Leggi questo articolo per capire cosa sono e come impostarli:

http://rudd-o.com/linux-and-free-software/tales-from-responsivenessland-why-linux-feels-slow-and-how-to-fix-that

 *Quote:*   

> Inoltre: ricordo tempo addietro di aver trovato in internet che si può invece di usare l'area di swap.... usare un file di formato diverso come tale. Beh se le performances I/O di swap potessero essere accelerate... ben vengano. 

 

Sarebbe piuttosto assurdo se swappare su un file dentro un filesystem risultasse più veloce che su una partizione fatta apposta... Che io sappia il file di swap è stato introdotto per gli ambienti in cui non è possibile avere una partizione dedicata (tipo un sistema diskless).

----------

## ciro64

Ciao e Grazie;

vm.swappiness l'ho già impostato a 15

Riguardo il II parametro che mi hai detto, quale può essere la corretta sintassi ?

Grazie

----------

## pierino_89

Dipende.
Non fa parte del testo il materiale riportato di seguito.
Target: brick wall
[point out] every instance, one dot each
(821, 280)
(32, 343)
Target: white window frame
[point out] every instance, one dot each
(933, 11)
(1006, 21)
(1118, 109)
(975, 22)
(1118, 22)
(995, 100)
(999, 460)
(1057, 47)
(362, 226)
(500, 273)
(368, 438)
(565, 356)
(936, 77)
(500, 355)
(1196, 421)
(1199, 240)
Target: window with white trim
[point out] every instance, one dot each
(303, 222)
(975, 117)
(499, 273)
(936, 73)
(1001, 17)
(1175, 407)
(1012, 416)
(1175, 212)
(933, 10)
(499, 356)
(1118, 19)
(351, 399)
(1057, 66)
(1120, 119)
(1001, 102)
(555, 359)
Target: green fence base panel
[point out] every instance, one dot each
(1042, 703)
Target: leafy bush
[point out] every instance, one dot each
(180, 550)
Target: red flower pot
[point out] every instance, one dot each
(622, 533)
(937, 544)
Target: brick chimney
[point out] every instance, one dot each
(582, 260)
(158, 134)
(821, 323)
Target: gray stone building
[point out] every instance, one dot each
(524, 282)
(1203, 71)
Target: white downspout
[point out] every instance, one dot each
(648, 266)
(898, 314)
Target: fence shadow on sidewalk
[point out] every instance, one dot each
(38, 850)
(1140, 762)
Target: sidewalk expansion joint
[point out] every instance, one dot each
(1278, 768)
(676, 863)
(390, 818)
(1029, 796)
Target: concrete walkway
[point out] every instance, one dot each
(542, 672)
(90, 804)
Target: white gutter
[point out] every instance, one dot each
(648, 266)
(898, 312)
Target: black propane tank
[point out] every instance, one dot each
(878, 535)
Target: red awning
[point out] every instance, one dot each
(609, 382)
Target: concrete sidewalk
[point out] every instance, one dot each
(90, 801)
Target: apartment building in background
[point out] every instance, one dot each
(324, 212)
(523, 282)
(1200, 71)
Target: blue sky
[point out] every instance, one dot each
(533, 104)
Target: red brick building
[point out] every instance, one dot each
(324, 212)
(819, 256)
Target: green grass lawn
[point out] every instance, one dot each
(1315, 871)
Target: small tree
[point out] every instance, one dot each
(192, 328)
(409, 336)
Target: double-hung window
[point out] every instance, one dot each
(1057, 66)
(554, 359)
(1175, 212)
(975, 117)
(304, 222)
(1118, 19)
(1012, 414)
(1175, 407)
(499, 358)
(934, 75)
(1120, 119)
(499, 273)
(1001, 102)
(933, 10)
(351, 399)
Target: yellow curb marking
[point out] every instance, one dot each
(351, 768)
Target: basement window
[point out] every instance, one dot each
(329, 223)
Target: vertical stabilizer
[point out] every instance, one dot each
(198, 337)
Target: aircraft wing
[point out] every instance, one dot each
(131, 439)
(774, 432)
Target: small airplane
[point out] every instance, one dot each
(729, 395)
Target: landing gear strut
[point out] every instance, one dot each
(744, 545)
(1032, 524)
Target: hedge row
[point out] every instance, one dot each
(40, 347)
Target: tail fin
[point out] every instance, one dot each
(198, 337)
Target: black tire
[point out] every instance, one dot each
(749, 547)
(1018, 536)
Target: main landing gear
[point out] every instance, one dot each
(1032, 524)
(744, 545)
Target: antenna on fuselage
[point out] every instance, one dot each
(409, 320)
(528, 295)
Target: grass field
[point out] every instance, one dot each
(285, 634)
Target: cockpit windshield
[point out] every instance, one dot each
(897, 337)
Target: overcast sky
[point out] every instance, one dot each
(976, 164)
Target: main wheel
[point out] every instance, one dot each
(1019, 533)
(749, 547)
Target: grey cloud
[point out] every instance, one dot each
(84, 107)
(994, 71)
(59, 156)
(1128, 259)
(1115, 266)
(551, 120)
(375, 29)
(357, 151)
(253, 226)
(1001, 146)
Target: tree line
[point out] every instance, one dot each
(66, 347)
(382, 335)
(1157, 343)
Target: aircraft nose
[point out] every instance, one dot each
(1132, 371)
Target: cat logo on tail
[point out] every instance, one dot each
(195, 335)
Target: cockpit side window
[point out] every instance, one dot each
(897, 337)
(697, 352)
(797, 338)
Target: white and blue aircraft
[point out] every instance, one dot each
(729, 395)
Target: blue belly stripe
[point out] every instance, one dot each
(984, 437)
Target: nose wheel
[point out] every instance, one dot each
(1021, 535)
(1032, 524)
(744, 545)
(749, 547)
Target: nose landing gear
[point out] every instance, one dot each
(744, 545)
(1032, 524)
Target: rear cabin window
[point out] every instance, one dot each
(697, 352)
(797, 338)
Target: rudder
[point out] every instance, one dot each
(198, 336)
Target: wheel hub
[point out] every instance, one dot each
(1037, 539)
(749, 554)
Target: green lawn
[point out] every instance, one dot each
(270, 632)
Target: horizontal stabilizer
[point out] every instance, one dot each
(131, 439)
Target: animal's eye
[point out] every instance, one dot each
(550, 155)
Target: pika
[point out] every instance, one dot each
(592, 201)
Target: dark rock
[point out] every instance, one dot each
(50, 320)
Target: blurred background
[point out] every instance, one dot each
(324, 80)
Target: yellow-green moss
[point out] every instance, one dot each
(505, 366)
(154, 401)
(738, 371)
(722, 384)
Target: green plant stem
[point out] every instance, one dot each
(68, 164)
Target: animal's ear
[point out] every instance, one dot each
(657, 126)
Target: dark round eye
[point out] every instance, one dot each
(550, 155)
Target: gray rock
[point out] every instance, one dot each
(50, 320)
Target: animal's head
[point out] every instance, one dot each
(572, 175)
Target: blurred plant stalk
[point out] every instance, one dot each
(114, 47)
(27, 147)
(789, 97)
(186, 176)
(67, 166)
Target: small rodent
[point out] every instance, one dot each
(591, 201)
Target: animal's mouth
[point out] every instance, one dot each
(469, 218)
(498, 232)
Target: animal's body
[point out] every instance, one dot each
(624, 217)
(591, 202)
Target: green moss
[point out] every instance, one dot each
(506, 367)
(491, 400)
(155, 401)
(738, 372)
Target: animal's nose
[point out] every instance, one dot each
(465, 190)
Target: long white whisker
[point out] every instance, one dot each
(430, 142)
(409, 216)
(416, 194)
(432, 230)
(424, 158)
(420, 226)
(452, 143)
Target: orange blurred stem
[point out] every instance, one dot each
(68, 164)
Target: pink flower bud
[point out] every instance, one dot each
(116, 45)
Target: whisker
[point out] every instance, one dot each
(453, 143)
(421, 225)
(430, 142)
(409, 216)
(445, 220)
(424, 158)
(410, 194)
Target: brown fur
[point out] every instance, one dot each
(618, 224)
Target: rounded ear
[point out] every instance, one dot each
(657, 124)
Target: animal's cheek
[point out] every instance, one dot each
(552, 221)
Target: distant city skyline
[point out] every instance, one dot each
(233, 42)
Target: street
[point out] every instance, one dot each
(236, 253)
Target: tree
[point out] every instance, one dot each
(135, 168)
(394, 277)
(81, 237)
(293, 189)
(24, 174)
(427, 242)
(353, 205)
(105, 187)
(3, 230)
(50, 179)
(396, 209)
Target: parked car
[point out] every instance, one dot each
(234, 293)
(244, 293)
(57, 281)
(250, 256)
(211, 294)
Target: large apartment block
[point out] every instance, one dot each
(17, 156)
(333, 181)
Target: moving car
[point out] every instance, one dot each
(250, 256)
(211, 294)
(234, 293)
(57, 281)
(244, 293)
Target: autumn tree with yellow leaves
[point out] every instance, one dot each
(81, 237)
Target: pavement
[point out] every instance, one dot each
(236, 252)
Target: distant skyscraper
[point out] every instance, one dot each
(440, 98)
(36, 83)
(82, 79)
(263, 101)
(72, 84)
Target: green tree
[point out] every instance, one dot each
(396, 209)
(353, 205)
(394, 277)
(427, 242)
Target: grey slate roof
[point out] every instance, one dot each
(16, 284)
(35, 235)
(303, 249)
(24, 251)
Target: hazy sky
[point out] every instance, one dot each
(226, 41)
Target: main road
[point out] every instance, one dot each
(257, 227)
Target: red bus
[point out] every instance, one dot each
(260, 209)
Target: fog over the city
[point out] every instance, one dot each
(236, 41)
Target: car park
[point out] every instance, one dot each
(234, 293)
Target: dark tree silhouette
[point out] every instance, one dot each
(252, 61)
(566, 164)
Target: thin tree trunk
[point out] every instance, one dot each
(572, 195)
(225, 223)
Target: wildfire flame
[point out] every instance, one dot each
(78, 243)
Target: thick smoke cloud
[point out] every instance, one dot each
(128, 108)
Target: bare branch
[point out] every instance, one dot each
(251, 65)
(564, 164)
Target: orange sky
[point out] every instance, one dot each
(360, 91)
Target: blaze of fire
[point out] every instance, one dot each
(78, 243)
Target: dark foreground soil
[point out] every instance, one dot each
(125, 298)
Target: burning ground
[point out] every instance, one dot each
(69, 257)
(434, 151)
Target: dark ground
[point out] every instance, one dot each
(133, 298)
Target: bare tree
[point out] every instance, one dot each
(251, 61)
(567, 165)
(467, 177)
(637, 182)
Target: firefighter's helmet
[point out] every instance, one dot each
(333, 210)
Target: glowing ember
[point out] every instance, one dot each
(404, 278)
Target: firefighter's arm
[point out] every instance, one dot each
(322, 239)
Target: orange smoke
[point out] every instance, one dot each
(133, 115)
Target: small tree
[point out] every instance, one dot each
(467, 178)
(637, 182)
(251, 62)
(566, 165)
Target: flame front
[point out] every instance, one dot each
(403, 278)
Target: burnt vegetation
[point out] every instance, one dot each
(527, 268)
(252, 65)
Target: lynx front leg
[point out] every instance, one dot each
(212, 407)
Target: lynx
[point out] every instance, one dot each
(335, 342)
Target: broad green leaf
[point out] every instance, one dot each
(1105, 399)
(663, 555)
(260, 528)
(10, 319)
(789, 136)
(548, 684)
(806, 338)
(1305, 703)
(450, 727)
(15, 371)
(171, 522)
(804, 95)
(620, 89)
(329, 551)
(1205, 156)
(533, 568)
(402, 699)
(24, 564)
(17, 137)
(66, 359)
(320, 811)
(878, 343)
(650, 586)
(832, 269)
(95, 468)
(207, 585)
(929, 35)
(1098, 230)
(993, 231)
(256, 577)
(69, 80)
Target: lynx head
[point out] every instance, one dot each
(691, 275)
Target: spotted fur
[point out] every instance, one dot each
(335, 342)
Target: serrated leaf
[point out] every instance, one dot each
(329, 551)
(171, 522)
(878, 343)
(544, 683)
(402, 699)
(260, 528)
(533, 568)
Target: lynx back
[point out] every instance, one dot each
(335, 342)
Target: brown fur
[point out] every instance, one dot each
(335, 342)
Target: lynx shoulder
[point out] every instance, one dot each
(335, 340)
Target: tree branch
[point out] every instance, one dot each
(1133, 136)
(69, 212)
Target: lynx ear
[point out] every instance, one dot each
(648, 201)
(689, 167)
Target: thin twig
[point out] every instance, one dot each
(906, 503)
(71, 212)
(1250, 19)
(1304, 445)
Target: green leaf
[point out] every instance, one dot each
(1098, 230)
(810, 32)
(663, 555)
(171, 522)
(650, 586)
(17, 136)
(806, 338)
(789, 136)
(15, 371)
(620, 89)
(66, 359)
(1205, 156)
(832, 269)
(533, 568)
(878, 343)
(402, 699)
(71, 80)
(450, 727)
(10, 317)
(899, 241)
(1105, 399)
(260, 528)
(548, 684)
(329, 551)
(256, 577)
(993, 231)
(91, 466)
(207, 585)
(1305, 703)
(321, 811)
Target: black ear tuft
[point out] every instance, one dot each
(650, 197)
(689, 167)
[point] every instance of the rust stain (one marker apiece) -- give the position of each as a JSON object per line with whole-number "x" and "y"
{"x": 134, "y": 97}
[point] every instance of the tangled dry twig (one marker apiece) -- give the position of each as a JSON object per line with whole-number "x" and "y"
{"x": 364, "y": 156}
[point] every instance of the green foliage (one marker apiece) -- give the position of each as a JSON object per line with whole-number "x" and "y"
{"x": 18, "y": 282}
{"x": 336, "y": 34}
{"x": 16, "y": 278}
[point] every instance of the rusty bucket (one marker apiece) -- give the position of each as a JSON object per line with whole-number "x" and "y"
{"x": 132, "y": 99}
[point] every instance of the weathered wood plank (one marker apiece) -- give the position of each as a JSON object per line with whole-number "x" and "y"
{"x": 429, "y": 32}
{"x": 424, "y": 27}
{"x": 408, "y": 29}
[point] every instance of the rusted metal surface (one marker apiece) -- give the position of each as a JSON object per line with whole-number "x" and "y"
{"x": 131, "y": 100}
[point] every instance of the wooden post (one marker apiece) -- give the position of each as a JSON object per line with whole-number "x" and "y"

Dato che tu swappi parecchio e quindi ti rimane poca ram libera ti conviene dargli un valore alto in modo che lasci poca roba in cache.

Guarda qui: https://www.kernel.org/doc/Documentation/sysctl/vm.txt

----------

## ciro64

Ok, grazie 1000; ho collezionato sufficienti informazioni.

Ciao  :Smile: 

----------